Reputation: 393
I am using Scala and Spark. I want to filter out certain rows from a DataFrame that do NOT satisfy ALL the conditions that I am specifying, while keeping other rows that might only one of the conditions be satisfied.
For example: let's say I have this DataFrame
+-------+----+
|country|date|
+-------+----+
| A| 1|
| A| 2|
| A| 3|
| B| 1|
| B| 2|
| B| 3|
+-------+----+
and I want to filter out country A
and dates 1
and 2
, so that the expected output should be:
+-------+----+
|country|date|
+-------+----+
| A| 3|
| B| 1|
| B| 2|
| B| 3|
+-------+----+
As you can see, I am still keeping country B
with dates 1
and 2
.
I tried to use filter
in the following way
df.filter("country != 'A' and date not in (1,2)")
But the output filters out all dates 1, and 2, which is not what I want.
Thanks.
Upvotes: 3
Views: 5788
Reputation: 42586
Your current condition is
df.filter("country != 'A' and date not in (1,2)")
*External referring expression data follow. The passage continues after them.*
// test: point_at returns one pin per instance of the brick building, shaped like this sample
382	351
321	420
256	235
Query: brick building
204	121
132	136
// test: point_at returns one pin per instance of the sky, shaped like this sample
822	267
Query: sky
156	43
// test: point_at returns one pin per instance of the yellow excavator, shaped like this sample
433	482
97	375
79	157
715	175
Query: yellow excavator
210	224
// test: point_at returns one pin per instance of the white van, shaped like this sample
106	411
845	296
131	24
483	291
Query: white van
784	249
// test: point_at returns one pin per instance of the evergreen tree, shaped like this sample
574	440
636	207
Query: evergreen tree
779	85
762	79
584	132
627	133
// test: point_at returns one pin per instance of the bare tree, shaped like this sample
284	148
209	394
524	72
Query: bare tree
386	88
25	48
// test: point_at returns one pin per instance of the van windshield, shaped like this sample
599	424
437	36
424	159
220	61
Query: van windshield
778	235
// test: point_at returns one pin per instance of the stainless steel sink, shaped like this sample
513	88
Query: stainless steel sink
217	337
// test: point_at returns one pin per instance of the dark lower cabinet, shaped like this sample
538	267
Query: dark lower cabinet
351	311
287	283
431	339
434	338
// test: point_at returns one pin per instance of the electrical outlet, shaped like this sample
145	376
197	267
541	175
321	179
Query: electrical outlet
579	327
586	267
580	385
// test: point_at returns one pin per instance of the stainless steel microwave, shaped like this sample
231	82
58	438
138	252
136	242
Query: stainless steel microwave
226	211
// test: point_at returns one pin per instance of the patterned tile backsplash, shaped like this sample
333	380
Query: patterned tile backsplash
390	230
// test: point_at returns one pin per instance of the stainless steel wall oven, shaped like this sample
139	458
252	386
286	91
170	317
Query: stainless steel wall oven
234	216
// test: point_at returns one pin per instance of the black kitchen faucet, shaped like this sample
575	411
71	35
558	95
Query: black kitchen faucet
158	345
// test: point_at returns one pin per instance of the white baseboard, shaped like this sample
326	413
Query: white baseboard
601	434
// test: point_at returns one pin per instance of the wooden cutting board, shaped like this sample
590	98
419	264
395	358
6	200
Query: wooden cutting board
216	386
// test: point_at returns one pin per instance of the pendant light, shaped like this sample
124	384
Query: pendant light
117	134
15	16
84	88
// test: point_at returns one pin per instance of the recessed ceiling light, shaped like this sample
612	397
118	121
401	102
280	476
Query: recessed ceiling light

which can be translated as "accept any country other than A, then accept any date except 1 or 2". Your conditions are applied independently
What you want is:
df.filter("not (country = 'A' and date in (1,2))")
i.e. "Find the rows with country A and date of 1 or 2, and reject them"
or equivalently:
df.filter("country != 'A' or date not in (1,2)")
i.e. "If country isn't A, then accept it regardless of the date. If the country is A, then the date mustn't be 1 or 2"
See De Morgan's laws:
not(A or B) = not A and not B
not (A and B) = not A or not B
Upvotes: 5